1) When reading about the BRRRR strategy it seems that it's common to make lots of offers before you are able get to the next stage. Are those offers simply verbal agent-to-agent conversations or is your agent actually writing a contract on each and every offer you want to make?

2) If you are making lots of "lowball" offers (probably a bad word but it's what comes to mind), doesn't that drive your agent crazy if they have to write up a contract on each and every offer and it's always a "lowball"?

3) Are contracts sent by email in this day and age?  

4) I believe in my state (Kansas) the seller's agent is obligated to present every offer made to the seller.  Is that true in all states?

Quote from @Jay Hurst:

If you cannot wait the 6 months and you need more then the 60k we have double close products that will allow you to pull out right away, then refi into a conventional.


Could you give more details about what a "double close" is (maybe a simplistic example with numbers)?
Quote from @Edwin Epperson:

There is no "rule of thumb" in relation to the general difference in spread between the two. I do know the DSCR lender, I broker for, when offering the refinance of my BRRRR Strategy Loans, has about a .45 - .85% difference when calculating the ARP between the two. But remember the goal is to gain access to as much of that liquidity as possible on that refinance, not get caught up in 1/10th of a percentage difference, especially when R&T refis are always going to be less than a Cash-Out anyway.


 Got it.  Wasn't sure if there was a significant enough spread to consider it or not, but sounds like it's just a "safe bet" that it's lower so it's gravy but not worth focusing on.

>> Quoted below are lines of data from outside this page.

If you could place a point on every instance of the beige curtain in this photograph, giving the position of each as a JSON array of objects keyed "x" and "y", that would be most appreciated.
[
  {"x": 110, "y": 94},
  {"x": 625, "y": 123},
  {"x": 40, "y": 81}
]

Quote from @Edwin Epperson:
 The answer to your first question is yes, the answer to the 2nd question is "YO" (Yes and No).
Based on quick number crunching, even with a yes and a yes (increased closing costs and increased carrying costs), the 79% LTV with equity holdback easily outperforms the 75% LTV typical scenario regardless whether it's a 4 month rehab or a 9 month rehab.

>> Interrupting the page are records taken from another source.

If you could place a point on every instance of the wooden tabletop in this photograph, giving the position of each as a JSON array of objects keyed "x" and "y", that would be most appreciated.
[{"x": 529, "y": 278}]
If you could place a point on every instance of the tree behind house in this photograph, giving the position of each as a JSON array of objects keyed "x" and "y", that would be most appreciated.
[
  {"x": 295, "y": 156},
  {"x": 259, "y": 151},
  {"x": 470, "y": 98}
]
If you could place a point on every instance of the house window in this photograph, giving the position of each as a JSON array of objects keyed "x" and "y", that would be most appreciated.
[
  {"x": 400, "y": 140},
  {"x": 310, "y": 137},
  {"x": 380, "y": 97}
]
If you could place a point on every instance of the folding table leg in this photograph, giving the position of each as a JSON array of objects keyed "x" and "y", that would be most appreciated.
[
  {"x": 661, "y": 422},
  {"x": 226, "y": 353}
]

Can you shed light on the expectation for a lower interest rate in the Rate & Term option?  If a Cash Out refinance is say, 8%, would 7% be a reasonable guess for the refinance in a R&T refinance?  Is there some rule of thumb/back-of-napkin easy way to guesstimate typical the difference?
Quote from @Edwin Epperson:

At the end of the day, I WANT and NEED my investors to have a successful project, I don't "Lend to Own", that's unethical and predatory.  I lend to build relationships.  Long-term, highly profitable, and storm-weathering relationships.  Find a lender like that and you won't go wrong.

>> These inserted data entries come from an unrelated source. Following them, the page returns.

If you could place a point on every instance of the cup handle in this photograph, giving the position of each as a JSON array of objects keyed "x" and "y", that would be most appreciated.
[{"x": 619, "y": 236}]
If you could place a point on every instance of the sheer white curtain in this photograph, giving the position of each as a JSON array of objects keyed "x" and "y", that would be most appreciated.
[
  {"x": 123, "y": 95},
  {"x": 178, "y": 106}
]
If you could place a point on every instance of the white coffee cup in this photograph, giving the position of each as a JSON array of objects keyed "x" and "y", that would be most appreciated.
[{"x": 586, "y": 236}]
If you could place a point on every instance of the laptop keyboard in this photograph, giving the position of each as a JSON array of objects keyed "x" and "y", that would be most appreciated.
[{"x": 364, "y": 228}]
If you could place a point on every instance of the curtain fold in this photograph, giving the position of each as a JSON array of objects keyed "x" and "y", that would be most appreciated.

 With your equity holdback loan, is the closing cost calculated against the entire amount of the loan ($177,750), or just the purchase price of the home ($100k), or something else?   (I'd expect slightly higher closing costs due to larger loan?)

Also, I assume the monthly payment on the loan would be against the entire loan, not just the $140k, so we would have a bit higher carrying costs while doing rehab?

Quote from @Edwin Epperson:

In these cases, I have denied making a loan, and investors have gotten mad at me... one even going as far as calling me racist, and misogynist.  I kid you not.

Yikes!

I completely understand and the lender's position makes complete sense as described.

I'm sure there will be a lot more questions to follow as I continue modeling the BRRRR process.

Quote from @Edwin Epperson:

#1: Breakdown in the phases of work
#2: Estimated Costs of each phase
#3: Estimated completion date for each phase.
#4: CHANGE ORDER PROCESS!!

... but at the end of the day your lender should be helping you vet your contractors, because on a project needing construction, that they are funding, they (your lender) wants to have a successful project MORE than you do, believe me!
This makes total sense to me.  Especially for larger (and therefore riskier) projects.

How does this process anticipate a licensed General Contractor doing the work for their own investment property?  Pretty much the same as described, just need the detailed SOW plus a line-item budget?

Also, does this loan method exclude smaller "lipstick" projects that only need, say, $10k of materials where the investor wants to do their own flooring, paint, and trim work (and that's all that's required)?